Un problema che l’Ente Parco ha iniziato ad affrontare fin dalla sua
costituzione e che oggi entra in una fase cruciale.
Circa cento cacciatori, quasi tutti residenti nel Parco, hanno partecipato ad
una complessa e non facile fase di formazione. Divisi in tre gruppi hanno
seguito un ciclo completo di lezioni teoriche con esame finale; dopo di ciò
hanno partecipato alle prove di tiro e al successivo tirocinio sul campo:
sono state infatti organizzate fino a dieci “uscite” giornaliere all’interno del
Parco per ciascuno dei partecipanti, dotato di carabina con ottica,
accompagnato da una Guardia forestale, da uno zoologo e da un esperto
in funzione di tutore.
Ottantasette cacciatori hanno superato il tirocinio e sono stati abilitati e
iscritti nell’Albo degli operatori di selezione (specie cinghiale) del Parco
Nazionale dei Monti Sibillini.
Da quel momento è entrato nel vivo il progetto-cinghiale che riguarda sia
l’abbattimento selettivo - così come previsto dalla legge quadro sulle aree
protette del 1991 (L. n. 394) - sia il trappolamento. L’abbattimento selettivo
è cosa molto diversa dalla caccia puramente intesa e soprattutto agli
antipodi con il sistema di caccia che per secoli è stato adottato: si tratta
di un’azione tecnico-faunistica di tipo “chirurgico”.
“La caccia al cinghiale - spiega il Prof. Bernardino Ragni, docente
dell’Università di Perugia, coordinatore del progetto-cinghiale nei
Sibillini - viene svolta con le cosiddette “battute” e “braccate” formate
da numerosi uomini e cani. I cinghiali vengono abbattuti senza alcuna
selezione e, inoltre, l’ambiente subisce uno stress e una alterazione
notevoli. Quello che invece iniziamo a sperimentare all’interno del Parco
dei Sibillini è una caccia di selezione, finora adottata solo in alcune zone
dell’Europa settentrionale”.
Si tratta di una fase sperimentale che costituisce il fondamentale passaggio
di un percorso iniziato dal 1994. “Quando l’Ente Parco si è rivolto
all’Università di Perugia per avviare a soluzione il problema dei
cinghiali - dice ancora il Prof. Ragni - abbiamo dapprima effettuato una
analisi della situazione della popolazione dei cinghiali che, seppure
forzatamente molto rapida per l’urgenza del problema, ha evidenziato che
il cinghiale poteva effettivamente causare uno squilibrio ecologico
nell’ambiente dei Sibillini. Dopo questa parte analitica, nel ‘96, è stato
effettuato un primo prelievo selettivo sperimentale di cento capi in alcune
aree campione con la collaborazione di cacciatori locali. Poi è stato
promosso il corso per l’abilitazione all’abbattimento selettivo”.

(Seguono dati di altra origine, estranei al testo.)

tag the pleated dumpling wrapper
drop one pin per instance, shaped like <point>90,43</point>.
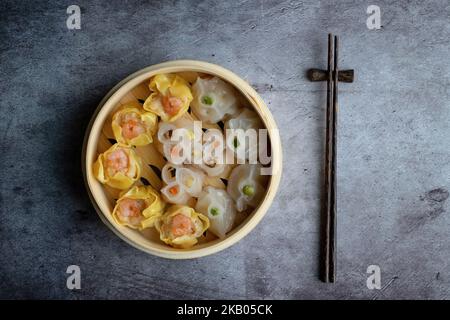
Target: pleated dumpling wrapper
<point>242,134</point>
<point>247,186</point>
<point>170,97</point>
<point>134,127</point>
<point>118,167</point>
<point>219,207</point>
<point>181,226</point>
<point>213,100</point>
<point>139,208</point>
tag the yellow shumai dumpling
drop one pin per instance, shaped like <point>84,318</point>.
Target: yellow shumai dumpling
<point>180,226</point>
<point>170,97</point>
<point>138,208</point>
<point>134,127</point>
<point>118,167</point>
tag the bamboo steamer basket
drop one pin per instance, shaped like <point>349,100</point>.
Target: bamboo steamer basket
<point>129,91</point>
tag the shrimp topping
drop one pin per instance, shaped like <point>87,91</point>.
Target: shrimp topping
<point>181,225</point>
<point>117,161</point>
<point>171,105</point>
<point>131,126</point>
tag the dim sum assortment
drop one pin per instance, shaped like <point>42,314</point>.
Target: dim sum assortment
<point>200,192</point>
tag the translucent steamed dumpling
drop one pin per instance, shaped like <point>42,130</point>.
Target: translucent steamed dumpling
<point>218,206</point>
<point>247,186</point>
<point>213,155</point>
<point>236,133</point>
<point>213,99</point>
<point>181,183</point>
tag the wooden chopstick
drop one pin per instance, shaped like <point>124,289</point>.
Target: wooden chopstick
<point>329,240</point>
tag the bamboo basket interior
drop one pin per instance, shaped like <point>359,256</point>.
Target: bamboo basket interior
<point>99,137</point>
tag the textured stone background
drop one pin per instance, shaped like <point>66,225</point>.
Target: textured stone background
<point>393,155</point>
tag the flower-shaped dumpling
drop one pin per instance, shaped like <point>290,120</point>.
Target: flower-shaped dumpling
<point>213,99</point>
<point>119,167</point>
<point>134,127</point>
<point>170,96</point>
<point>180,226</point>
<point>246,186</point>
<point>138,208</point>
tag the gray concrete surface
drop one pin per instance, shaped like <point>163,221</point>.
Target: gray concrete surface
<point>393,150</point>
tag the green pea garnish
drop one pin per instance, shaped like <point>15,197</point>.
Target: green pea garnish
<point>214,211</point>
<point>207,100</point>
<point>248,190</point>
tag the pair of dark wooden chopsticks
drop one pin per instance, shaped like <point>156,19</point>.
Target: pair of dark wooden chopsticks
<point>332,75</point>
<point>329,240</point>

Un’operazione tecnica ma anche culturale, realizzata in un contesto difficile
come quello della caccia, tradizionalmente ostile alle aree protette e poco
disposto a mutare antiche abitudini. Oggi però i cacciatori coinvolti nel
progetto costituiscono una importante realtà che collabora con entusiasmo
e professionalità all’azione del Parco.
I detrattori erano e sono molti. “Ci accusano di fare caccia nel Parco - dice
il Prof. Ragni - e anche di scarsa efficacia del sistema, ma già la prima
operazione effettuata nel ‘96 ha dimostrato il contrario”. La nuova fase
avviata su tutto il territorio del Parco in questi mesi è un banco di prova
importante ed è guardata con attenzione sia dal mondo scientifico che dalle
popolazioni locali. Il problema cinghiali è scottante anche sul piano
politico-strategico e non di rado è stato utilizzato strumentalmente per
contrastare l’azione del Parco.
Il Prof. Ragni non nasconde i problemi, ma si dichiara ottimista sulla
riuscita. L’obiettivo finale è quello di riuscire a prelevare mille cinghiali l’anno
per ottenere in cinque anni una drastica riduzione complessiva della
popolazione, che oggi si calcola presente nell’area protetta in circa 4.000
capi, e inoltre per selezionare in futuro un cinghiale di dimensioni più
piccole di quelle attuali, sano e “puro” da ibridazioni con il maiale.